08 Apr The Making of a Sermon
I sat down one morning praying and thinking about what to write for our new “Reflections” section of our website for our church family. The staff had decided these reflections should be sort of some of our personal thoughts or experiences in our ministries and as part of our church. As I thought about what to write, I remembered that numerous people have asked me over the years about what goes into writing a sermon. So, I decided to share with you the process I follow, the schedule this tends to happen in, and a few thoughts about my own struggles and joys in sermon preparation and preaching.
We wanted staff to keep these blog posts to a page or two in length, so I will give you a summary of what my process is like in making a sermon, but if you want more (you have been warned the attached is long and detailed) you can go HERE to read more, but what follows is a short summary for the rest of you.

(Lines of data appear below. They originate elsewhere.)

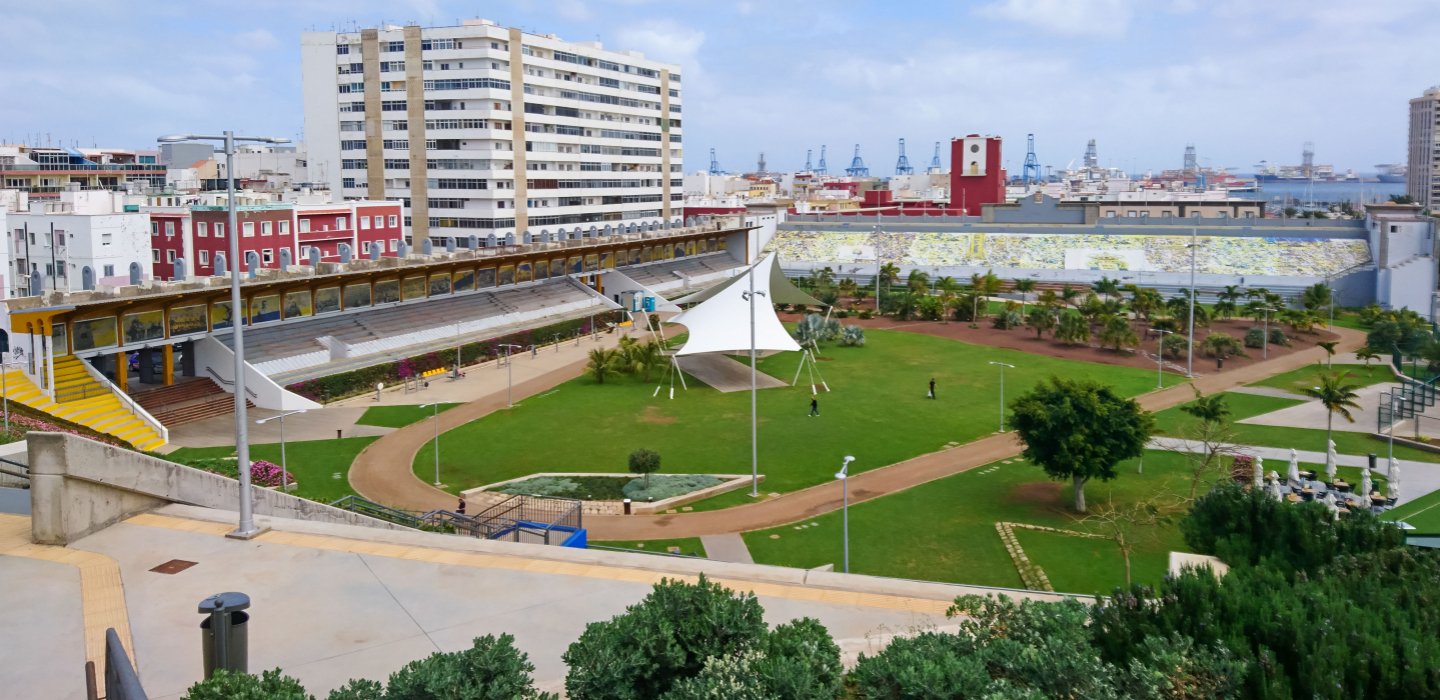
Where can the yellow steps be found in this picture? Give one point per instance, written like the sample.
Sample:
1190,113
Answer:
92,405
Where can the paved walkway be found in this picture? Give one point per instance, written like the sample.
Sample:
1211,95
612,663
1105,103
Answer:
726,548
1416,478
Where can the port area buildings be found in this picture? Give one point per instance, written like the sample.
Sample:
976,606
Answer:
1388,258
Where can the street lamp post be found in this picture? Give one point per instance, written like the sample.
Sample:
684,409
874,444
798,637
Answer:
242,450
1002,392
437,416
510,375
284,470
844,486
755,432
1159,357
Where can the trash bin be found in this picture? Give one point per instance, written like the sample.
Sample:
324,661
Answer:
225,633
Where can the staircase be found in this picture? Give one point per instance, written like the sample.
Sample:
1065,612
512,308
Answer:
81,399
186,402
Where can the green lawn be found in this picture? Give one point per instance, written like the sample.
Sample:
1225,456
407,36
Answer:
399,416
1295,380
321,467
1244,405
687,545
945,530
876,411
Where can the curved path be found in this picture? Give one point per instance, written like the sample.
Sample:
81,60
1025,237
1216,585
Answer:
383,471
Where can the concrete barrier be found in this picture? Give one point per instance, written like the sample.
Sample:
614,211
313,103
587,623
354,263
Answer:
79,487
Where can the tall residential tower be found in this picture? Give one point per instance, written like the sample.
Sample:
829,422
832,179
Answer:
595,133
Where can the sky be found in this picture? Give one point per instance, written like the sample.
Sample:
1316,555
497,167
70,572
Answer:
1242,79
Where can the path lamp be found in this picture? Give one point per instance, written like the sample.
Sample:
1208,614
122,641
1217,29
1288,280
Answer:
1159,357
510,375
284,474
755,432
1002,392
242,450
437,440
844,486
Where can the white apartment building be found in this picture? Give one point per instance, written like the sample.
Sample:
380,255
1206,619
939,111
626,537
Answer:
595,133
1423,179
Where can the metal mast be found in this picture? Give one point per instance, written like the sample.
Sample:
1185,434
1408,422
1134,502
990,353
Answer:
903,164
857,166
1031,170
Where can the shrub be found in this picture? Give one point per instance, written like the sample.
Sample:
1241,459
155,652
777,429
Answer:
242,686
490,670
668,486
644,461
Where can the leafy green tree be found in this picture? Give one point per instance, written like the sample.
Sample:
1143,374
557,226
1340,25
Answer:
1080,429
242,686
644,461
1118,333
1073,329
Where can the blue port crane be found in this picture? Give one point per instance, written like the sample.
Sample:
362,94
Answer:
903,164
857,166
1031,170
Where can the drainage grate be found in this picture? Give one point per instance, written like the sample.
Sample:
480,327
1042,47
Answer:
173,566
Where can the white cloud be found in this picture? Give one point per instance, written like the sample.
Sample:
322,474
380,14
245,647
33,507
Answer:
1074,18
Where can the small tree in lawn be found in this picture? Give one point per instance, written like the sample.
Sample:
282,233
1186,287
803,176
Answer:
644,461
1080,429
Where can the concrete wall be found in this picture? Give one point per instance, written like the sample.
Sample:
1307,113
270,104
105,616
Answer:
79,487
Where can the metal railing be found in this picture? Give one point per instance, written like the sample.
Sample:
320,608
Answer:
121,681
367,507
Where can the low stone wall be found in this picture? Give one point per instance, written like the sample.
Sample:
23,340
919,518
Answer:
79,487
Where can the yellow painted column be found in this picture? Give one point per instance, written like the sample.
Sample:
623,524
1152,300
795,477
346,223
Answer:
121,370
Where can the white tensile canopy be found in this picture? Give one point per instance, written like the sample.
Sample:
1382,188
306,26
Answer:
720,321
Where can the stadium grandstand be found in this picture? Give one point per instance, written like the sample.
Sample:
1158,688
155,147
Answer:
134,360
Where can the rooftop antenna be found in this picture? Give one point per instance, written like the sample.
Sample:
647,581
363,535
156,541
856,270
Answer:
903,164
857,166
1031,170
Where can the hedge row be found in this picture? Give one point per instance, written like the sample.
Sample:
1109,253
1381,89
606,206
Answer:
350,383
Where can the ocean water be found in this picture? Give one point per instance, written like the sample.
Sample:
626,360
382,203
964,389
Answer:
1324,192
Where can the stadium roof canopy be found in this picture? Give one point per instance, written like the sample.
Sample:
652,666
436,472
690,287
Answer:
720,321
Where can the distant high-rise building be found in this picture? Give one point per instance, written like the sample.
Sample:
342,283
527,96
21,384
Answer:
493,130
1423,175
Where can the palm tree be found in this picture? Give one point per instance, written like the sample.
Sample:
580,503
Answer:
1337,396
604,363
1024,287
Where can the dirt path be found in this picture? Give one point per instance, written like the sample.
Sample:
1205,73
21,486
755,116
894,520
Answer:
383,471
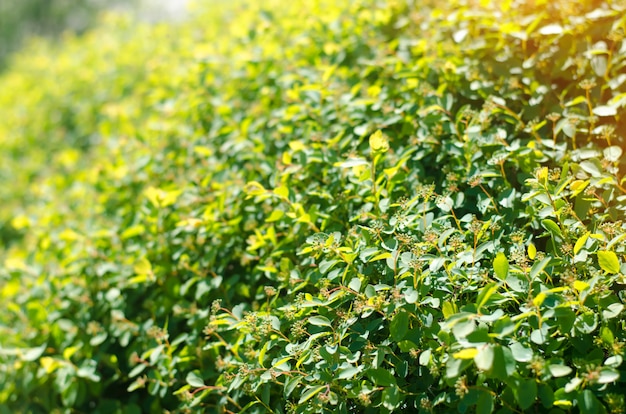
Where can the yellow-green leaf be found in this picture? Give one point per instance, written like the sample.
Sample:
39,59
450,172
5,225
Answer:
378,143
468,353
501,266
608,261
580,243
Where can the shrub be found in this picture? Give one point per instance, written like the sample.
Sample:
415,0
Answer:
318,207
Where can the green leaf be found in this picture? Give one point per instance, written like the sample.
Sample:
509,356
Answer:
501,266
399,326
310,393
588,403
503,363
608,261
580,243
381,377
484,358
521,353
391,397
486,292
485,403
319,321
448,309
559,370
194,379
552,227
608,375
526,393
538,267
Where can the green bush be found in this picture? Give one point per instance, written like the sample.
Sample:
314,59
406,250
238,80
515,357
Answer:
318,206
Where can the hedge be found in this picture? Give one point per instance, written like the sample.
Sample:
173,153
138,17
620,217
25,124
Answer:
318,206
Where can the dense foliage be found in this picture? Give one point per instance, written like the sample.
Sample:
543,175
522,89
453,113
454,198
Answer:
318,206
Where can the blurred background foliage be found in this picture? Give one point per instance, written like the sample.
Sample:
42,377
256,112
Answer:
24,19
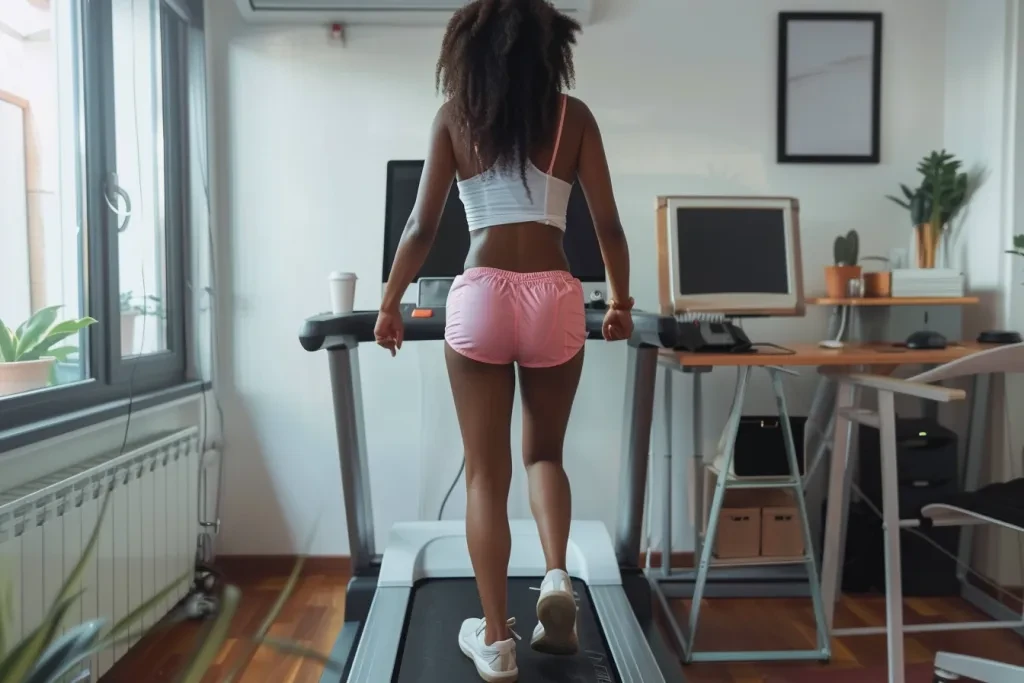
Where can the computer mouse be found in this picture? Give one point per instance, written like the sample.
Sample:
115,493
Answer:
926,339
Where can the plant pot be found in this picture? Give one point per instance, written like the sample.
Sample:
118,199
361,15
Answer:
879,285
128,333
927,238
25,376
838,280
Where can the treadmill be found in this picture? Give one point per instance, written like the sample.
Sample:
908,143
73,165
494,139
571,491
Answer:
403,607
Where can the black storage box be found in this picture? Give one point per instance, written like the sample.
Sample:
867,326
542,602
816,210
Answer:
761,447
928,470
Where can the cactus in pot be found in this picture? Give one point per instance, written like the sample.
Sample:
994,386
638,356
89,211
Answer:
846,254
846,249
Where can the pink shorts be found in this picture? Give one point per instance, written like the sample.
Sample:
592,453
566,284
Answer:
499,316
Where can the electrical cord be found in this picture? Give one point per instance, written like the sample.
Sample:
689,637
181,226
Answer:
462,468
784,350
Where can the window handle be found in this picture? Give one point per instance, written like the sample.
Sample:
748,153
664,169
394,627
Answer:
122,194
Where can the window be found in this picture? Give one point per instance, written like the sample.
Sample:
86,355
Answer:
94,104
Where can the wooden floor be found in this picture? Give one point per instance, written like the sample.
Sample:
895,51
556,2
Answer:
314,613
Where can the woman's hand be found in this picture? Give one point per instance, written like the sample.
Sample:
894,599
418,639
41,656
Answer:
617,325
389,330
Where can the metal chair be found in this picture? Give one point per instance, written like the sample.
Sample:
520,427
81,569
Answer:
997,359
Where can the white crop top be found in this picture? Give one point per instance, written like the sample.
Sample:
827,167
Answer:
497,198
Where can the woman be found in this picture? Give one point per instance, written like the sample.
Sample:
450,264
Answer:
515,142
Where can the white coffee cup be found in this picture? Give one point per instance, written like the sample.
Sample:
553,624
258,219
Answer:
342,292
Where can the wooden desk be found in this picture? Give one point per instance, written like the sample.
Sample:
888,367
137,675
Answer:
779,580
812,355
892,301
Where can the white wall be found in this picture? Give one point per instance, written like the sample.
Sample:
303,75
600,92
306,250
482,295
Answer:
983,128
302,129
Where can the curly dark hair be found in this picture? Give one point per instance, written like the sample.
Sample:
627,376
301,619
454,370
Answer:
503,67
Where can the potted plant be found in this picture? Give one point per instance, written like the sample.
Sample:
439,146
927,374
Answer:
131,309
846,251
28,352
943,191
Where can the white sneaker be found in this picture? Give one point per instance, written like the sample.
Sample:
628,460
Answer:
495,663
556,611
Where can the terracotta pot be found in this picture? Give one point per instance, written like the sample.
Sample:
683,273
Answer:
927,239
879,284
25,376
838,280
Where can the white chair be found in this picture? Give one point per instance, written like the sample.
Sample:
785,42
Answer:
964,511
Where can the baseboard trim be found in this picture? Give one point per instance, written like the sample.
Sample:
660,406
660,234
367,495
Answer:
255,566
1011,596
341,565
679,560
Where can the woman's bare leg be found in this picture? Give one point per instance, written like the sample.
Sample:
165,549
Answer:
483,395
547,401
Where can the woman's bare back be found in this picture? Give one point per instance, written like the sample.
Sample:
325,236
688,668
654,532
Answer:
526,247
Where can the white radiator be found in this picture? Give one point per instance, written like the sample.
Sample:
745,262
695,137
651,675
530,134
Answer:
147,539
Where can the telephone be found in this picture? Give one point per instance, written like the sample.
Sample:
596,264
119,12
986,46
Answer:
717,336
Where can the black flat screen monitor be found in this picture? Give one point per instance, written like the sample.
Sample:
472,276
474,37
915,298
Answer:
448,257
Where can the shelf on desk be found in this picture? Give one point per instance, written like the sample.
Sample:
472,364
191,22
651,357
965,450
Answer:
812,355
892,301
756,561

The process of making a sermon starts Monday morning for me, with an average of around 15 hours of textual research happening Monday to Wednesday. This research varies a bit depending on if it’s a narrative passage (story based), or a didactic passage (more direct teaching). Either way, I need to go back to their time, geography, history, language, culture, etc. Studying the context of the book and passage is crucial, as is grammar and structure. This process of exegesis must involve hermeneutics, the rules for interpreting Scripture. In this phase of my study, I am using lexicons and grammar sources, doing syntactical and lexical study, as well as many commentaries.
My normal schedule for Monday through Wednesday is a mixture of meetings with staff, congregants, and people from other ministries outside of ours, as well as study time. I am thankful for Karen, my Executive Assistant, and her role, as I used to have to study in little bits of time around the many other things that demand my time and attention. But now she blocks off half days, each of these three days, and protects my time to have uninterrupted time to study. I also put in some time in the early mornings or some evenings to supplement my study, depending on the need that weekend’s passage presents in terms of interpretation and textual struggles.
Thursday is sermon writing day for me. This starts early, usually around 6am, and my sermon and preaching notes, as well as PowerPoint slides, are done by 5pm, as Karen helps in protecting this day, giving me uninterrupted time to work on it, plus offloading many things from my plate to hers.
Friday is my day off, and again, thanks to Karen, I normally get my day off (unlike many years in the past), and I don’t touch my sermon on Friday, which is a nice break after the heaviness of writing day. On Saturday I put in a couple of hours early in the morning, going over my sermon, then set it aside for awhile, but pick it back up again around 4pm, reviewing it until bedtime. We seldom do anything on Saturdays, as I am bodily present in our home, but my mind is consumed with my sermon. Sunday usually starts around 4-5am with quiet time, reviewing my sermon, praying, then getting ready and heading to church.
It is such a wonderful privilege from God to have this calling to study and preach God’s Word. I am still shocked with His grace in allowing me this privilege. This is also a crucible in which God continues to wreck and remake me as preaching is a very difficult process and task for me, and anything good (in terms of kingdom terms) that comes from my preaching ministry is all of God’s grace and by His provision and power. He has been so kind!
I will just say a couple of more things, then you can read more than you likely ever wanted to know in the attached document, but I want to end by saying, you all are a joy to preach to!
Having preached in many different locations and places, what most don’t realize is that preaching is a dynamic interaction between the preacher and the listeners. The listeners really make what happens special or not. Your hunger for God’s Word, your desire to come and be taught, your commitment to, not an easy word or even a comfortable word, but a word from God’s Word, all make preaching to you very special. Your commitment to His Word makes it a joy to preach in our church, so thank you for your gift to me in our times together on Sundays.
And finally, I love the combination of worship and the Word. I’m so thankful to Steve and his teams, Andrew and his teams, Connie and her teams, and all those who have a part in our worship services. I’m also very grateful for Julie and the Kids Ministry teams, Brad and the parking lot teams, etc. There’s so much that goes on behind the scenes during the week to prepare for Sunday, keep things running smoothly, and ensure you are all cared for. Every person on our staff has a part, and I’m thankful for each one of them. There are so many serving in so many ways, such that together, all those who are serving together make our Sunday services such a joy, delight, and blessing to us all. I truly believe much glory and honour to the Lord comes through our Sunday services, which is our ultimate mission, to glorify God!